This argument can be used to rearrange rows in the resulting frame. See sort() for details.

join
join

Performs a JOIN operation with another frame. The join() clause will calculate how the rows of the current frame match against the rows of the joined frame, and allow you to refer to the columns of the joined frame within i, j or by. In order to access columns of the joined frame use namespace g..

This parameter may be listed multiple times if you need to join with several frames.

return
Frame | None

If j is an update() clause then current frame is modified in-place and nothing is returned.

In all other cases, the returned value is a Frame object constructed from the selected rows and columns (including the computed columns) of the current frame.

Details

The order of evaluation of expressions is that first the join clause(s) are computed, creating a mapping between the rows of the current frame and the joined frame(s). After that we evaluate by+sort. Next, the i filter is applied creating the final index of rows that will be selected. Lastly, we evaluate the j part, taking into account the current groupby and row index(es).

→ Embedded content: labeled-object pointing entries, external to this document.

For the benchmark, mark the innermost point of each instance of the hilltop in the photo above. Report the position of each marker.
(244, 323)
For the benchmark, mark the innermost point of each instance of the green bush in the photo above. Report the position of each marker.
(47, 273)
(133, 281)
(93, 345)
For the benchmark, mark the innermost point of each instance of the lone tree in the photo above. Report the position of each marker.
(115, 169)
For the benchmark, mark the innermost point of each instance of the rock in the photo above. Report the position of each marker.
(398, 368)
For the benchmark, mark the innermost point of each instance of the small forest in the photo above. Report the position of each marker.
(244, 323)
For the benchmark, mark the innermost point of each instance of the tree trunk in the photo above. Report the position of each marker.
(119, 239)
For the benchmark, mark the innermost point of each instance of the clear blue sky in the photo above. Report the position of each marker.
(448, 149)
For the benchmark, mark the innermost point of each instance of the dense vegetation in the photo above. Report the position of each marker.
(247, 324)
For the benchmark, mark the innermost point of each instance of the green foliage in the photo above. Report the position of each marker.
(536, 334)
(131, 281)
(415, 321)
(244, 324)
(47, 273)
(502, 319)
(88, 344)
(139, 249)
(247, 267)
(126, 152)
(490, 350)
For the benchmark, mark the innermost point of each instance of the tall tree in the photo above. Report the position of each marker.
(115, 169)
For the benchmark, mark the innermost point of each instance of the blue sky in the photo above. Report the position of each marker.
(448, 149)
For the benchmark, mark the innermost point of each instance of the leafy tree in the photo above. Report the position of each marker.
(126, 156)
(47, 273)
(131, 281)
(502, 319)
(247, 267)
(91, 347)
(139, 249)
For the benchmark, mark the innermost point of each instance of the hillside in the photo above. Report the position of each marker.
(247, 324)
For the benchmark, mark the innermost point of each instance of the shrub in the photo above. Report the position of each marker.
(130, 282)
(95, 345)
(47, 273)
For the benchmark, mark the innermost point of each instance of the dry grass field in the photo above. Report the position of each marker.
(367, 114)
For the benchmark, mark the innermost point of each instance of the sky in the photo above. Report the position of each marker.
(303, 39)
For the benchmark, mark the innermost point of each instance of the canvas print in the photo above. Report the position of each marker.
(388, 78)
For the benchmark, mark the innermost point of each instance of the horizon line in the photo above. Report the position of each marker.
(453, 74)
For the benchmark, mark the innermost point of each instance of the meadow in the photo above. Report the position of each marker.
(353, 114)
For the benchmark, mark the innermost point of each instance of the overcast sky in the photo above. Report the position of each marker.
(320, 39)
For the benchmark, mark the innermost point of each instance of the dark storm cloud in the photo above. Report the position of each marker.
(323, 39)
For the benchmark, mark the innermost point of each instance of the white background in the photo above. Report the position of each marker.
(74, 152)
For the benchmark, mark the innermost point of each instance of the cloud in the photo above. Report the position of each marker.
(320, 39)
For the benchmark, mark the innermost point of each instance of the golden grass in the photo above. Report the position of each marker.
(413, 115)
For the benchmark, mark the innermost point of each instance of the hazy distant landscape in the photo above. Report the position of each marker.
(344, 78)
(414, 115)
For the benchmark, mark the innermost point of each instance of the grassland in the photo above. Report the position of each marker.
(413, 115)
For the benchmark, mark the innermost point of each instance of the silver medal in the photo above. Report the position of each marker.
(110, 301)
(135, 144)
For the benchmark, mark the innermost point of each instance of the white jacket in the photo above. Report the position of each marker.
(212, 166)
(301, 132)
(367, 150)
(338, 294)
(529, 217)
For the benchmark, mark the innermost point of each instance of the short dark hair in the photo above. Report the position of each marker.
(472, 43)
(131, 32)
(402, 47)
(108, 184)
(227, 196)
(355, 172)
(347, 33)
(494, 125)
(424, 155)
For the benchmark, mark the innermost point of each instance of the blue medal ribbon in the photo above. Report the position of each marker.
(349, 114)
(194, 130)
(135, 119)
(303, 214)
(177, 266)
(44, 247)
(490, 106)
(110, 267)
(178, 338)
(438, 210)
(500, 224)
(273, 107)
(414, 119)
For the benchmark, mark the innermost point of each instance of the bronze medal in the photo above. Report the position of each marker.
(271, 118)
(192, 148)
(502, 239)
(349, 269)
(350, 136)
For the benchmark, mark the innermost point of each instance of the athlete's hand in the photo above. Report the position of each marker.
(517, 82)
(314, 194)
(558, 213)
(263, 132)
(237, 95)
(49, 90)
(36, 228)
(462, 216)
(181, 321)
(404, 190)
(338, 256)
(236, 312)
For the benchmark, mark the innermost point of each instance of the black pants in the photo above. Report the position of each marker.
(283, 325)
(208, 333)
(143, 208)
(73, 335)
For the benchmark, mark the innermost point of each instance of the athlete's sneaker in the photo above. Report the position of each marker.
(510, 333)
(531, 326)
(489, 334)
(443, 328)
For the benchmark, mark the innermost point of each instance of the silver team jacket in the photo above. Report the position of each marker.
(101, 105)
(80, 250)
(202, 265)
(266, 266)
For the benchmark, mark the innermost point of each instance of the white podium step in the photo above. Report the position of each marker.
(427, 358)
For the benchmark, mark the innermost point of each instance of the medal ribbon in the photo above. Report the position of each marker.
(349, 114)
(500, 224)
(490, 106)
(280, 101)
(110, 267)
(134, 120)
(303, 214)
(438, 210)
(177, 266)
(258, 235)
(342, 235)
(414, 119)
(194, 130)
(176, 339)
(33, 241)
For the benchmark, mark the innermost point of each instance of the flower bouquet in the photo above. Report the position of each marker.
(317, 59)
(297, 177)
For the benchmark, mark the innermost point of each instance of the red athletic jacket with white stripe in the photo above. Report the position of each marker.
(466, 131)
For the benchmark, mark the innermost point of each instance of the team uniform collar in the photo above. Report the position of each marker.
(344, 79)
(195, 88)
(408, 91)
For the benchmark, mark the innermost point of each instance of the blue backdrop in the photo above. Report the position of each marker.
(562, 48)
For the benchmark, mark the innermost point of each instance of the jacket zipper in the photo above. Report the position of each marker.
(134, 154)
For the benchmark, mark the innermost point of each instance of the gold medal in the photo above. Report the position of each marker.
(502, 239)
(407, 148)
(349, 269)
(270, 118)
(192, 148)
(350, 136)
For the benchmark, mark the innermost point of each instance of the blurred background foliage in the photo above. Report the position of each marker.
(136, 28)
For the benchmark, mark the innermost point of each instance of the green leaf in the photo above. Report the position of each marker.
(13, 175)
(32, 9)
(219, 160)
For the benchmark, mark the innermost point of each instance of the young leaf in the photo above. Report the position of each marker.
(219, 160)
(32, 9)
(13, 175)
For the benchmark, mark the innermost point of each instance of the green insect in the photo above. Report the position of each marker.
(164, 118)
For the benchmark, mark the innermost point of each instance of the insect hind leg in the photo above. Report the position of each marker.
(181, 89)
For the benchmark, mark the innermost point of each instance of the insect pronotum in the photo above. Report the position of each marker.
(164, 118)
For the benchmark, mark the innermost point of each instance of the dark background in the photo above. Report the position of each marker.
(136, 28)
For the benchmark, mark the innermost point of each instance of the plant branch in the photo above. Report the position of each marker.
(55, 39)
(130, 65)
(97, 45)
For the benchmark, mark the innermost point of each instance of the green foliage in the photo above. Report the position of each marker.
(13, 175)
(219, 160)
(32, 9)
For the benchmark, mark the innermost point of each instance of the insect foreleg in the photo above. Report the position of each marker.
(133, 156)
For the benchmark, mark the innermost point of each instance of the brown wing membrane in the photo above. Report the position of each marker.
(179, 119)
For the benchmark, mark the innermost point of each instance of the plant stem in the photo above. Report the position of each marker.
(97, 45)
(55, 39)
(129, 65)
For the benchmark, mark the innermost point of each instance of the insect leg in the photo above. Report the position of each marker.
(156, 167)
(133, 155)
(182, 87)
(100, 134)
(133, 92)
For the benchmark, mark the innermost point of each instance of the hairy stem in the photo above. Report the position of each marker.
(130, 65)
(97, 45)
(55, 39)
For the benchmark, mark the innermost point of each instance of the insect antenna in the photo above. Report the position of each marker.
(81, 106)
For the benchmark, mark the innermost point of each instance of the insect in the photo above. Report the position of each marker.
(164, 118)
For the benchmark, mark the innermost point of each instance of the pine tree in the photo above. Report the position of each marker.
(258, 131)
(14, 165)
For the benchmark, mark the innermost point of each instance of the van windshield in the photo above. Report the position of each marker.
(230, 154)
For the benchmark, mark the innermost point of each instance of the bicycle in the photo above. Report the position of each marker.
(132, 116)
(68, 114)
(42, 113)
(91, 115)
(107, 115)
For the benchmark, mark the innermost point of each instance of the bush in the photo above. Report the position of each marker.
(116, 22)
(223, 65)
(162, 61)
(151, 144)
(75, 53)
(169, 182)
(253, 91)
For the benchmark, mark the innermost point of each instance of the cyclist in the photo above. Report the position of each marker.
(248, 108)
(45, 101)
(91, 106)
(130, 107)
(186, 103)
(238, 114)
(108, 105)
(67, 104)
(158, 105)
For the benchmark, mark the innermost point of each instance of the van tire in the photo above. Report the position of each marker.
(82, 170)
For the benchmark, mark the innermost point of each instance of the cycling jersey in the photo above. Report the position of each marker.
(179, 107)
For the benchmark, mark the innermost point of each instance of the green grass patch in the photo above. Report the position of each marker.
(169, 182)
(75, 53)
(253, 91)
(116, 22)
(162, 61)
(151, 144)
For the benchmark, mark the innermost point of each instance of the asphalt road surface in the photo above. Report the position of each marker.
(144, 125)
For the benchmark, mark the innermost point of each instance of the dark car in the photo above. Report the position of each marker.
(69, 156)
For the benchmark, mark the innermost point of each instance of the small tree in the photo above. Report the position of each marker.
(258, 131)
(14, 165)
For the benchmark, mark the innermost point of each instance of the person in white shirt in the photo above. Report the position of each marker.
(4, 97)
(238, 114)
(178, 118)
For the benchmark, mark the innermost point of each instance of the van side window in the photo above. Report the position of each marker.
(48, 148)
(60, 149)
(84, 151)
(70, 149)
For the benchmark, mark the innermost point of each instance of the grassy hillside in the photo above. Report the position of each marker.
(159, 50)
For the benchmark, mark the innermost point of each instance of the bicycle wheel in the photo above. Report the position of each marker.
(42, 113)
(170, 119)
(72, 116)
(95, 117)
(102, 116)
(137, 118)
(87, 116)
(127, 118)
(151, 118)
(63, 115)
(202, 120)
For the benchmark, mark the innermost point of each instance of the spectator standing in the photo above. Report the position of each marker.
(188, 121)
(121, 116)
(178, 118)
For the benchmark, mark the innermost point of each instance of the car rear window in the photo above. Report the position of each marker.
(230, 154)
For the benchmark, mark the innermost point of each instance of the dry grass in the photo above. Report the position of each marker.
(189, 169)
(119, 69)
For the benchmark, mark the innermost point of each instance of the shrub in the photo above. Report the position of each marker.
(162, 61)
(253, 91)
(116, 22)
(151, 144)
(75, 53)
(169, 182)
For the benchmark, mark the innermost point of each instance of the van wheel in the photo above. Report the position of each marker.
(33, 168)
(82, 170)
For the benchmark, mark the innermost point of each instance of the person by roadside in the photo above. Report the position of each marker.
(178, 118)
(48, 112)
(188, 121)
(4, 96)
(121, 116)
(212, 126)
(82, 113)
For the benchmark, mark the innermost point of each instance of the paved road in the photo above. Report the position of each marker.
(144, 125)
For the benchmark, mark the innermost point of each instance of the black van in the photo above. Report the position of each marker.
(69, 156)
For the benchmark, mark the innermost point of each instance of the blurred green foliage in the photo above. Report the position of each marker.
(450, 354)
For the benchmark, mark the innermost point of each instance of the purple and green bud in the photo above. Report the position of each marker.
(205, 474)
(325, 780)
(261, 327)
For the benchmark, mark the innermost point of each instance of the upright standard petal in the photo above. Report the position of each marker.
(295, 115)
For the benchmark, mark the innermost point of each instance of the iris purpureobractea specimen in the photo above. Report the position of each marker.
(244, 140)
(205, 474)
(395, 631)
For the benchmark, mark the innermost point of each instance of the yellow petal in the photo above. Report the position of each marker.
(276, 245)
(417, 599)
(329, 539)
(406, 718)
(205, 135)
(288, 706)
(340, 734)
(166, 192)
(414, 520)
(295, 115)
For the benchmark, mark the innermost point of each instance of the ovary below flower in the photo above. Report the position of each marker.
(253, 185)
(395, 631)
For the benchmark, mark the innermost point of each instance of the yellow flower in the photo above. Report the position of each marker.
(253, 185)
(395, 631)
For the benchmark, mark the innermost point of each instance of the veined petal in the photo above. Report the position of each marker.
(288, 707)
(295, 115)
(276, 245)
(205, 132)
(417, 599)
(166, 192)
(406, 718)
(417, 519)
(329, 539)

When evaluating j, it is essentially converted into a tree (DAG) of expressions, where each expression is evaluated from the bottom up. That is, we start evaluating from the leaf nodes (which are usually column selectors such as f[0]), and then at each convert the set of columns into a new set. Importantly, each subexpression node may produce columns of 3 types: “scalar”, “grouped”, and “full-size”. Whenever subexpressions of different levels are mixed together, they are upgraded to the highest level. Thus, a scalar may be reused for each group, and a grouped column can interoperate with a regular column by auto-expanding in such a way that it becomes constant within each group.

If, after the j is fully evaluated, it produces a column set of type “grouped”, then the resulting frame will have as many rows as there are groups. If, on the other hand, the column set is “full-size”, then the resulting frame will have as many rows as the original frame.

See Also

Extract a single column j from the frame.

The single-argument version of DT[i, j] works only for j being either an integer (indicating column index) or a string (column name). If you need any other way of addressing column(s) of the frame, use the more versatile DT[:, j] form.

Parameters
j
int | str

The index or name of a column to retrieve.

return
Frame

Single-column frame containing the column at the specified index or with the given name.

except
KeyError

The exception is raised if the column with the given name does not exist in the frame.

except
IndexError

The exception is raised if the column does not exist at the provided index j.

Extract a single value from the frame.

Parameters
i
int

The index of a row

j
int | str

The index or name of a column.

return
None | bool | int | float | str | object

A single value from the frame’s row i and column j.

datatable.Frame.__getstate__()

This method allows the frame to be pickle-able.

Pickling a Frame involves saving it into a bytes object in Jay format, but may be less efficient than saving into a file directly because Python creates a copy of the data for the bytes object.

See to_jay() for more details and caveats about saving into Jay format.

datatable.Frame.__iter__()

Returns an iterator over the frame’s columns.

The iterator is a light-weight object of type frame_iterator, which yields consequent columns of the frame with each iteration.

Thus, the iterator produces the sequence frame[0], frame[1], frame[2], ... until the end of the frame. This works even if the user adds or deletes columns in the frame while iterating. Be careful when inserting/deleting columns at an index that was already iterated over, as it will cause some columns to be skipped or visited more than once.

This method is not intended for manual use. Instead, it is invoked by Python runtime either when you call iter(), or when you use the frame in a loop:

for column in frame:
    # column is a Frame of shape (frame.nrows, 1)
    ...
See Also
datatable.Frame.__len__()

Returns the number of columns in the Frame, same as ncols property.

This special method is used by the python built-in function len(), and allows the Frame class to satisfy python Iterable interface.

datatable.Frame.__repr__()

Returns a simple representation of the frame as a string. This method is used by Python’s built-in function repr().

The returned string has the following format:

"<Frame#{ID} {nrows}x{ncols}>"

where {ID} is the value of id(frame) in hex format. Thus, each frame has its own unique id, though after one frame is deleted its id may be reused by another frame.

See Also
datatable.Frame.__reversed__()

Returns an iterator over the frame’s columns in reverse order.

This is similar to __iter__(), except that the columns are returned in the reverse order, i.e. frame[-1], frame[-2], frame[-3], ....

This function is not intended for manual use. Instead, it is invoked by Python builtin function reversed().

datatable.Frame.__setitem__()

This methods updates values within the frame, or adds new columns to the frame.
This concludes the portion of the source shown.